Since the cancellation of the Bahraini Grand Prix in 2011, in the early moments of the uprising, the monarchy has intensified its campaign to clamp down on protests every year ahead of the Formula One races, and 2014 seems to be no exception.

“Every year before the Formula One race, there is a huge crackdown on protesters, with arrests, collective punishment, house raids, injuries and even protesters being killed by the police,” Yousif al-al-Muhafda, head of the documentation unit of the Bahrain Center for Human Rights, said.

“They don’t allow protesters to go out in the streets so journalists can’t see them,” he added. “Some villages are even surrounded with barbed wire. The crackdown started in January this year, and we documented 500 people getting arrested since.”
Journalists have been barred from covering protests in the country in further efforts to strangle the opposition, said Salman, who is also involved with BCHR and helps journalists access opposition sources.
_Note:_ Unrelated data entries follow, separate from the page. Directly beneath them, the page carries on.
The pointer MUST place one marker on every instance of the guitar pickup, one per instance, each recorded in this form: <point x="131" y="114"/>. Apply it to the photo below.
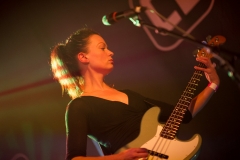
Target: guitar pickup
<point x="160" y="155"/>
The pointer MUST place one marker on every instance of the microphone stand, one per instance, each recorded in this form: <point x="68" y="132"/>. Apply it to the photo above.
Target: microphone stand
<point x="225" y="64"/>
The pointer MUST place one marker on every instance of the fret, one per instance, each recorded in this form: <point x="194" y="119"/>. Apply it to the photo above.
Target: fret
<point x="188" y="92"/>
<point x="193" y="84"/>
<point x="185" y="101"/>
<point x="182" y="104"/>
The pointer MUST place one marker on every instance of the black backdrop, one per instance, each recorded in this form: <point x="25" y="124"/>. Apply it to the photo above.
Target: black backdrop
<point x="31" y="104"/>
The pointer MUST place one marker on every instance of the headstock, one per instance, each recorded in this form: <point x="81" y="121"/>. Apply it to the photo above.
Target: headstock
<point x="212" y="42"/>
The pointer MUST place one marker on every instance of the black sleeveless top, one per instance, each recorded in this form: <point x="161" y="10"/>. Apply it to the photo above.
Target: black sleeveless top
<point x="112" y="124"/>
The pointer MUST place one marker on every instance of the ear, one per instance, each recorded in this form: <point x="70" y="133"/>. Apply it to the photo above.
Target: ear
<point x="82" y="57"/>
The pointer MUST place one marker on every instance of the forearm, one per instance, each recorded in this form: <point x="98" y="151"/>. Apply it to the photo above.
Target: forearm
<point x="110" y="157"/>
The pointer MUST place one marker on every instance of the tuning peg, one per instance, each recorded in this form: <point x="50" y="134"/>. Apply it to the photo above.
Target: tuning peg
<point x="195" y="52"/>
<point x="208" y="38"/>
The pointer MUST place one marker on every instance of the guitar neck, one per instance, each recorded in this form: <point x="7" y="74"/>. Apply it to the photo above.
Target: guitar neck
<point x="170" y="128"/>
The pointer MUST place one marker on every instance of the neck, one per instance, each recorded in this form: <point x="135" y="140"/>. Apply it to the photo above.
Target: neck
<point x="94" y="82"/>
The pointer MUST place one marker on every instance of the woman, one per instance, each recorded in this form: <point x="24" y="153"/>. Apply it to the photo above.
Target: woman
<point x="109" y="116"/>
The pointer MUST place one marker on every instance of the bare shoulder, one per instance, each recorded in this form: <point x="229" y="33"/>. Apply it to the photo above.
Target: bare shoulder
<point x="110" y="94"/>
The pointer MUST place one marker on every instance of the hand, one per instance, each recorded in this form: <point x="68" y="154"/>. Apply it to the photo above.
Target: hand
<point x="133" y="154"/>
<point x="210" y="71"/>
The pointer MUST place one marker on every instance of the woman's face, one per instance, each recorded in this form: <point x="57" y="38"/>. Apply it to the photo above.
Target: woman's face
<point x="100" y="58"/>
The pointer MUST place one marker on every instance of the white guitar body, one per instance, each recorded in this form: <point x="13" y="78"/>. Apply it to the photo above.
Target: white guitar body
<point x="163" y="148"/>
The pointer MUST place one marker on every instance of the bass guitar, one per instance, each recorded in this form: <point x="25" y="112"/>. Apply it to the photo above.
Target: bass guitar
<point x="159" y="139"/>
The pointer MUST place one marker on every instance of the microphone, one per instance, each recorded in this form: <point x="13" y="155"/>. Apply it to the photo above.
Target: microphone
<point x="115" y="16"/>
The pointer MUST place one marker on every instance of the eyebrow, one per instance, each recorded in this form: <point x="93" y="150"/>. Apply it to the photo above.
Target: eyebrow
<point x="102" y="43"/>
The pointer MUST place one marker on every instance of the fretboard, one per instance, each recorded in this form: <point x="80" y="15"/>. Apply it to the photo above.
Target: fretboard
<point x="170" y="128"/>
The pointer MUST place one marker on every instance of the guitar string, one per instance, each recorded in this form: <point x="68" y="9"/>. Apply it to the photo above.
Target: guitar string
<point x="192" y="85"/>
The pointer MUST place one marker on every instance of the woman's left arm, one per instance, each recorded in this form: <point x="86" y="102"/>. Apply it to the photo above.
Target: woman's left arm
<point x="202" y="98"/>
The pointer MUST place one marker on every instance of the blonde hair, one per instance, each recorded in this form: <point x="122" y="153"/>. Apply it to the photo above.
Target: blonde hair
<point x="64" y="62"/>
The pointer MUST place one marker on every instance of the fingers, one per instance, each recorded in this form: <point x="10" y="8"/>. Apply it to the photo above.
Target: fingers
<point x="209" y="71"/>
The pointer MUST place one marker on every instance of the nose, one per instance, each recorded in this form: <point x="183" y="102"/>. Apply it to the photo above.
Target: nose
<point x="111" y="53"/>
At least two journalists who cover Bahraini protests have been arrested in the past two months, the Committee to Protect Journalists said, who added that Bahrain has one of the highest number of incarcerated journalists per capita, second only to Eritrea. Three reporters have been killed since the beginning of the uprising, and numerous others have been injured or otherwise intimidated into silence.

“This year we’re a bit careful, because we are worried that we might be punished,” Salman said.

Meanwhile, Formula One’s president, Bernie Ecclestone, has played dumb in regards to the human rights violations in Bahrain.

While Ecclestone has not commented on the political situation in Bahrain this year, he has repeatedly denied or minimized the existence of social movements surrounding the Grand Prix in the past.

“It’s all very quiet and peaceful,” he said in 2012, the year when protester Salah Abbas Habib was killed by security forces during an anti-Grand Prix demonstration. In 2013, Ecclestone similarly declared that there was “nobody demonstrating” in Bahrain, as two women, Nafeesa al-Asfoor and Rayhana al-Mousawi, were arrested for attempting to protest by the racetracks, only to be subsequently charged with attempted terrorism.

Salman said Bahraini activists had reached out to Formula One drivers asking them to boycott the race this year, but to no avail.

“We as a human rights group wrote a statement calling for the cancellation of the Grand Prix, because it became a pretext for human rights abuses in Bahrain,” Muhafda said of activist efforts to stop the race. “We also want them to boycott Formula One in Bahrain until they respect human rights here. They shouldn’t come cause we don’t want more victims.”

The reasons behind Formula One’s refusal to acknowledge its problematic support of a repressive regime is simple: money.

Every year, the Bahrain Grand Prix has raked in tens of millions of dollars in revenue. The million-dollar sponsorships, the millions of TV viewers and the pricey Grand Prix weekend tourist packages make every race a veritable boon for Formula One. Much like FIFA in Qatar and Brazil, Formula One management prefers to turn a blind eye to the abuses they are abetting, clutching to their so-called political neutrality in the name of sports – or rather, in the name of financial gains.

Bahrain’s key position as home of the US Fifth Fleet and neighbor to oil-rich Gulf countries has stifled the opposition’s visibility, as the international scene intentionally overlooks the plight of the Bahraini people.

“There’s a blackout, as if Bahrain didn’t exist in this universe,” Salman sighed. “This hurts, the silence of the West and Arab states because of their interests.”

The large obstacles standing in the way of Bahraini activists’ goal – a democratic state – have not deterred their efforts, however.

“We will always be optimistic, but reality doesn’t show us that the end is near,” Salman said.

Muhafda was equally determined.

“The fight won’t stop until we achieve justice,” he said.